E o que vemos é a nossa vida se movendo assim
ao longo das bordas escuras de tudo,
faróis varrendo a escuridão,
acreditando em mil coisas frágeis e improváveis.
Olhando para a tristeza,
desacelerando para a felicidade. . .

—Mary Oliver, “Voltando para Casa”

Foi como voltar para casa quando 17 irmãs, primos, netos e cônjuges, alguns deles vindos de diferentes partes do mundo, se reuniram no dia seguinte a uma grande reunião familiar – desta vez para homenagear membros vivos e falecidos da família, colocando selos hanko nos nomes daqueles reverenciados em Ireichō . Com uma família imediata de nove irmãos e dezenas de outros filhos, netos e cônjuges, nosso grupo era fortemente composto por quatro (de oito) irmãs que são sobreviventes do acampamento de minha família imediata: Mary Jane Yasuko (93), Betty Emiko (91 ), Evelyn Akiko (88) e Phyllis Keiko (79), junto com Jo Anne, esposa do meu falecido (e único) irmão Victor Katsuji.

Betty Emiko Mikuni assistida por sua filha, Dra. Karen Mikuni.

Como o irmão mais novo cujo trabalho tem sido dedicado a escrever e fazer filmes sobre o encarceramento nos últimos 25 anos, convoquei esta reunião sabendo que estava prestes a embarcar em uma viagem turbulenta para um momento sombrio, feliz/infeliz, que esta família - com seus perspectiva positiva com intenção de seguir em frente - de alguma forma, escolheu esquecer ou ignorar. Comum a muitas famílias nipo-americanas, a nossa conseguiu evitar enfrentar o tema sombrio do acampamento nunca falando sobre ele. Como explica minha irmã Keiko, que nasceu no campo: “Não me lembro de nossos pais nem de minhas irmãs mais velhas terem dado qualquer significado – bom ou ruim – a isso”.

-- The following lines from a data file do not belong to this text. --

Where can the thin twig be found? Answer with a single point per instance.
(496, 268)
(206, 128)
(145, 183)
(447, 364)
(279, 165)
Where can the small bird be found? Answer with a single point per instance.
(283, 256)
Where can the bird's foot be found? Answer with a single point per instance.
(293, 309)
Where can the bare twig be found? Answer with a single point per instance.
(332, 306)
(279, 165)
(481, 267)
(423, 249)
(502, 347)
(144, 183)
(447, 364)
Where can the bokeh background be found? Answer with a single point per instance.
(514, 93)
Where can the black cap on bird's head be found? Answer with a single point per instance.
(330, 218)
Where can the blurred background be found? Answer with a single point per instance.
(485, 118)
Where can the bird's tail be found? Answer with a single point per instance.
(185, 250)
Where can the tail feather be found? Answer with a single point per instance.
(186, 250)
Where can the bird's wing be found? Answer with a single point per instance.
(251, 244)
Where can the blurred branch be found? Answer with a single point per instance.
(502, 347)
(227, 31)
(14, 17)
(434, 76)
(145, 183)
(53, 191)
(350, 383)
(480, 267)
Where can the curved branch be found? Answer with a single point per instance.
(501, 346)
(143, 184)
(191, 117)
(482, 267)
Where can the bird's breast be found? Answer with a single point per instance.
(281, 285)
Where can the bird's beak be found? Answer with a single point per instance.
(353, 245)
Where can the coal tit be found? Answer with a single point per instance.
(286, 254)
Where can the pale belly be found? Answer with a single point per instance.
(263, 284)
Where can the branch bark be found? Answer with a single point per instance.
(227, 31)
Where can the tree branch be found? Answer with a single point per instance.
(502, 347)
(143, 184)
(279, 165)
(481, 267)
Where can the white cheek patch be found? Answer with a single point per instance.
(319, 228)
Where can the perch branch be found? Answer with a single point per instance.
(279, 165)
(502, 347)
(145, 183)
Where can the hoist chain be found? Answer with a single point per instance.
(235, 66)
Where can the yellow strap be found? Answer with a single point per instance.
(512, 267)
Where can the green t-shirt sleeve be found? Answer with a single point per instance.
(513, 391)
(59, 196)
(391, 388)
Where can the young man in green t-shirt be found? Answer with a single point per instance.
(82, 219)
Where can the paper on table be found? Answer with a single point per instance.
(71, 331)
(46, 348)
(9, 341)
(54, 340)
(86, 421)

É difícil imaginar que a minha irmã soubesse muito pouco sobre o encarceramento até há poucos anos atrás, mas ela insiste que nunca teve “razão nem oportunidade” para pensar sobre as circunstâncias do seu local de nascimento. Além disso, como ela tinha apenas um ano quando deixou Poston, como poderia se lembrar?

Duas irmãs, Akiko e Chiyeko, no campo de concentração de Poston, 1943.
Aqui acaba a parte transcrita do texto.